Marin Transit Welcomes First Zero-Emissions Buses to Fleet

Marin Transit celebrated the arrival of its first two entirely electric, zero-emissions buses on Tuesday, October 16 outside the Marin Veterans' Memorial Auditorium.

Photo by Joel Williams


Published: November, 2018


Marin Transit celebrated the arrival of its first two entirely electric, zero-emissions buses on Tuesday, October 16 outside the Marin Veterans’ Memorial Auditorium. Congressman Jared Huffman, Assem-blymember Marc Levine, Supervisor Kate Sears, Supervisor Katie Rice, Marin Transit Board Chair Stephanie Moulton-Peters and Golden Gate Bridge Board President Sabrina Hernandez were all on hand to welcome the new green vehicles.


“I’m thrilled to join Marin Transit and my colleagues in Sacramento and Marin County to welcome these new electric buses to California’s Second Congressional District,” Congressman Huffman said. “Our district is making important strides towards a clean energy future.”


The two 35-foot, slow-charge battery electric buses are part of a pilot program to test fully electric vehicles on Marin County’s busy corridors and hilly areas. Upon delivery in late September, Marin Transit’s partner Golden Gate Transit began testing the two buses and training drivers on proper operation of the vehicles. Additional testing and training will occur before deploying the electric buses on regular Marin Transit routes.


“We’re thrilled for Marin Transit to pilot zero-emissions buses on its routes,” said Katie Rice, Marin County supervisor and Bay Area Air Quality Management District board member. “Over the coming weeks and months, we’ll be learning a lot more about how electric buses perform on our hills and in our traffic.”


“This project supports our state economy,” said Assemblymember Marc Levine. “These buses were manufactured here in California, at a plant in Lancaster with an all-union workforce of 820 employees.”


The buses were purchased at a cost of $1.6 million from BYD, a leader in zero-emissions buses. The purchase was funded by a combination of grants from the Federal Transit Administration and Bay Area Air Quality Management District as well as funds from Marin County’s Measure A local transportation sales tax and Measure B vehicle registration fee. The California Air Resources Board is also supporting the purchase through a voucher incentive program for the manufacturer.


The buses, which can seat 32 passengers, will charge overnight and be operated on Marin Transit local routes by Golden Gate Transit. Charging infrastructure has been installed already. The advertised range of the buses is 145 miles per charge, but heat and hills reduce the range. The buses will first operate no more than 80 miles per day as both transit agencies learn about the buses’ capabilities.

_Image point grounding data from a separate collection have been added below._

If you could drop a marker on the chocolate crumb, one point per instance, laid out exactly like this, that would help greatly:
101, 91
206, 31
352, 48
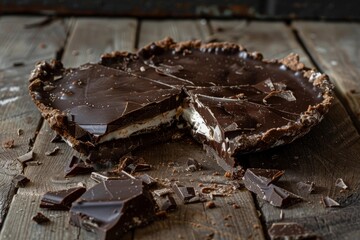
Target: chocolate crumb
40, 218
20, 181
9, 144
52, 152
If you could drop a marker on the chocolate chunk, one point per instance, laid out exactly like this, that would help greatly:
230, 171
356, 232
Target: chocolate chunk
105, 176
275, 195
29, 156
341, 184
290, 230
61, 200
232, 100
113, 207
57, 139
77, 166
267, 176
20, 181
147, 179
40, 218
52, 152
186, 194
329, 202
167, 203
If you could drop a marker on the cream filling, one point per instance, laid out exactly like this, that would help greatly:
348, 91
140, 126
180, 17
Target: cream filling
125, 132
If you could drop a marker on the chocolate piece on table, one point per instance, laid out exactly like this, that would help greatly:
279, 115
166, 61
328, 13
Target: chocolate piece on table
275, 195
329, 202
40, 218
167, 203
20, 181
61, 200
105, 176
233, 101
186, 194
290, 230
76, 166
113, 207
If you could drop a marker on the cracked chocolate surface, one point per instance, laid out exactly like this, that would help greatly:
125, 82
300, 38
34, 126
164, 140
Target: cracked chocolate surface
234, 101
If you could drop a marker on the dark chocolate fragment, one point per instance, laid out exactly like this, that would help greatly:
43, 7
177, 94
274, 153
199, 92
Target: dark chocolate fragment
57, 139
290, 230
186, 194
52, 152
167, 203
20, 181
275, 195
329, 202
61, 200
40, 218
76, 166
113, 207
105, 176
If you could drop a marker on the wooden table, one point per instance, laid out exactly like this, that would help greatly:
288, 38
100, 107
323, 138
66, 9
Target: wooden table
330, 151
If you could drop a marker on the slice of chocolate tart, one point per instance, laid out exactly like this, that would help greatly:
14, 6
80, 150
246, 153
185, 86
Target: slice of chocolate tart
232, 101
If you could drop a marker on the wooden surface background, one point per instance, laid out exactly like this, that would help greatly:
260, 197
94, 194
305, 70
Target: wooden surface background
330, 151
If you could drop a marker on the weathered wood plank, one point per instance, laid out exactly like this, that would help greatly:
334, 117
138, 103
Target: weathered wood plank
194, 221
20, 48
330, 151
335, 48
50, 174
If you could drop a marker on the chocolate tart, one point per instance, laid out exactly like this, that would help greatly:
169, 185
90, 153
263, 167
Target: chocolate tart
230, 100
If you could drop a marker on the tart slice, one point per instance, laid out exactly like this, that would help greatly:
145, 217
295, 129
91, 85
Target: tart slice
232, 101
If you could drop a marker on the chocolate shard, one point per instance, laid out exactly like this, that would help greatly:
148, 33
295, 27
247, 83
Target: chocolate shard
341, 184
167, 203
40, 218
290, 230
186, 194
76, 166
267, 176
275, 195
106, 176
20, 180
329, 202
113, 207
52, 152
61, 200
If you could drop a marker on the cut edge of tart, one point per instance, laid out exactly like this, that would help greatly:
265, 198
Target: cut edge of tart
184, 101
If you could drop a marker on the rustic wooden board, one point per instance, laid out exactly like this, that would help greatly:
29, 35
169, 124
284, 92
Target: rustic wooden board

“Public transit is a boon for the environment,” said Supervisor Kate Sears, a Marin Transit board member. “Buses produce 30 percent fewer greenhouse gases on average compared to single-occupancy vehicles. Marin Transit’s new electric bus purchases and its increasing reliance on renewable diesel for hybrid and standard buses add to the environmental reasons for residents and tourists to get out of their cars and onto a bus.”

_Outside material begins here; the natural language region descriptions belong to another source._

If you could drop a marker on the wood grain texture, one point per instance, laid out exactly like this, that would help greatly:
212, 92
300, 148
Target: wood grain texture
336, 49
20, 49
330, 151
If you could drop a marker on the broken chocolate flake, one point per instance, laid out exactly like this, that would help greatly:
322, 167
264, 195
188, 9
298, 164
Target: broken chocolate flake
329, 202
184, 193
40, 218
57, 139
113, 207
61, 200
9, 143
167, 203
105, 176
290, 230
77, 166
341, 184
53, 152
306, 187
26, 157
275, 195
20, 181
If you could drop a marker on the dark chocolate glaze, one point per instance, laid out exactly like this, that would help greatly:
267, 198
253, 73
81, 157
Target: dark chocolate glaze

Marin County Transit District Board President and Transportation Authority of Marin Board Chair Stephanie Moulton-Peters added: “These new buses represent the progress we can make when federal, state and local government work together to invest in green technology. We’re grateful for the support from Golden Gate Bridge Highway & Transportation District, Marin Clean Energy, the Bay Area Air Quality Management District and the Transportation Authority of Marin and their commitment to reducing carbon emissions.”


“Electric buses are exciting in so many ways,” said Golden Gate Bridge Highway & Transportation District Board President Sabrina Hernandez. “In addition to the positive impact on air quality and the environment, we can’t wait for our riders and our communities to experience the quiet and smooth ride of an electric bus.”


Since introducing hybrid electric buses in 2010, Marin Transit has been greening its fleet with available clean and cleaner technologies and renewable fuels. In addition to the agency’s investments in hybrid-electric technology, 82 percent of Marin Transit’s fleet uses renewable fuel, which can reduce carbon dioxide emissions by up to 90 percent.